The Jaguares are favourites to win the South African conference in this year’s Super Rugby, which was why Dobson said that he had resisted the temptation to cite any Hurricanes players after last week’s bad tempered tournament opener at Newlands. Dobson wanted the Hurricanes to beat the Jaguares in Buenos Aires to help his own team’s ambitions.
It seemed like a long shot given how poor the Hurricanes were last week and how efficient the Jaguares were in dispatching the Lions, and it looked like the Jaguares would confirm the pre-match predictions early in the game. However, the Hurricanes hung in and then finished strongly, scoring a late try to clinch a 26-23 win.
That timely setback for one of the main rivals in the conference should have humoured Dobson after he felt a little let down by the failure of a tightly fought and typically physical north/south derby from really exciting the big crowd that turned up for the game.
“It’s odd, last week we won well but still felt disappointed afterwards because we felt we could have done better, and after this game that feeling is even bigger. We just lacked all sorts of rhythm out there,” said Dobson.
“On the positive side though for the second successive week we did not concede any points, and given how the Bulls came at us during the game, and kept coming at us, that reflects that all the hard work we have put in on building team culture and character is paying off. That performance reflected a lot of character.
“But we wanted to score more tries like the excellent one that was scored by Seabelo Senatla. We wanted to play rugby to suit the occasion. We had one of the biggest crowds that have turned up for a Super Rugby game in a while, and we wanted to entertain them. But boy, the Bulls came at us, and credit for the way they came at us and kept coming at us. Speaking to the refereeing team afterwards, they said it was one of the most physical Super Rugby games they’ve been involved in.
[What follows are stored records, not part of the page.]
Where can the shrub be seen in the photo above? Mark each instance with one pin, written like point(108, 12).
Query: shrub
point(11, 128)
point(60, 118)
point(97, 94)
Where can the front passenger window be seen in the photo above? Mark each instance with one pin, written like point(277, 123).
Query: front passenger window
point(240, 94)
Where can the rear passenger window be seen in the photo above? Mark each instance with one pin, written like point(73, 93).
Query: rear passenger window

So we did well to hold them out.” Dobson left no doubt though he would like to have delivered more on the day.
“Just because it was a big crowd we would like to have given them something, but maybwe we will do it at Ellis Park next week (against the Lions) and then get a big crowd when we come back here to play the Jaguares the following week,” said the coach.
“The Johannesburg game could be a game where we get more chance to attack. Newlands is always a trickier place for attacking. My frustration is because I know we have a really electric back three. Through no fault of his own, we’ve hardly seen Sergeal Petersen yet this season. Leolin Zas, who was really electric in the curtain-raiser, is also back to his best.
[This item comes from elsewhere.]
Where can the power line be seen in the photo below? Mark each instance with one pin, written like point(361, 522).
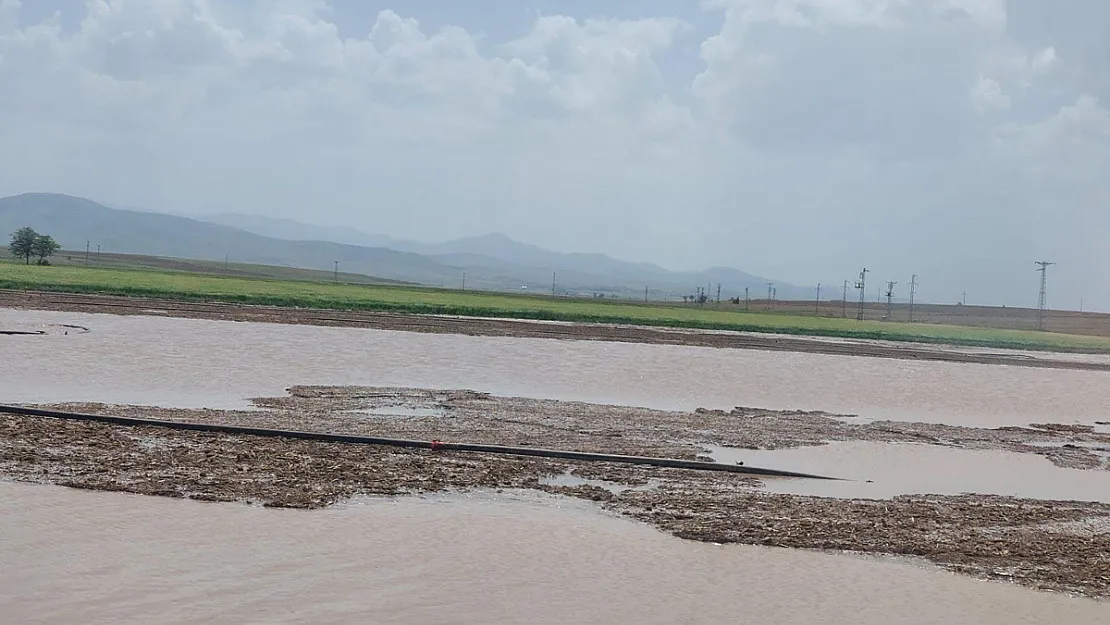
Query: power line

“We let ourselves down today with our handling. There’d be one or two phases then a knock-on. I think the Bulls had eight or nine put ins during the first half. That means that many handling errors. On a few occasions we had forwards knocking on running off the flyhalf.”
It wasn’t all though just down to the Stormers’ errors. The mood that the Bulls were in coming to Cape Town for their last match at a stadium steeped in folklore in South African rugby played a role too.
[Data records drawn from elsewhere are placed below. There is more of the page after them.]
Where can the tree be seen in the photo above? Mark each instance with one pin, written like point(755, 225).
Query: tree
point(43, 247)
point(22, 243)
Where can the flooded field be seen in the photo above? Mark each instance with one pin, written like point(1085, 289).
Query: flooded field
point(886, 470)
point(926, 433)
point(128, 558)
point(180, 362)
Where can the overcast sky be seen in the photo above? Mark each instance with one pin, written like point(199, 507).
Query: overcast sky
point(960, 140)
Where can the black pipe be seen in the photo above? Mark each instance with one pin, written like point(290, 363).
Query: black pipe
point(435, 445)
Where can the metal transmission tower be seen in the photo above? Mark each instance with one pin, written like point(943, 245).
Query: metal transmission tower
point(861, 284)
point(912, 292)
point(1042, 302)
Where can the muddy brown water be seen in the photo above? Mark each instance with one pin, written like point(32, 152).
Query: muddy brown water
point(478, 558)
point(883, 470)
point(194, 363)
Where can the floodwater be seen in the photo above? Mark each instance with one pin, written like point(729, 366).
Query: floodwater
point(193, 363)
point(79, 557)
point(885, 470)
“We started off okay, and in the first 10 minutes we put together some nice phases and dominated them physically. At that point there wasn’t massive pressure from the Bulls. But you also have to hand it to Pote (Human, the Bulls coach). He understands Newlands and this derby. The Bulls played with absolutely no respect for their bodies. The occasion obviously meant as much for them as it meant for us.”
The Stormers did win though and with the try scoring bonus point from last week reflected on their tally, the Jaguares defeat overnight leaves the Cape team on top of the conference, one point ahead of their coastal rivals, the Sharks, after two rounds.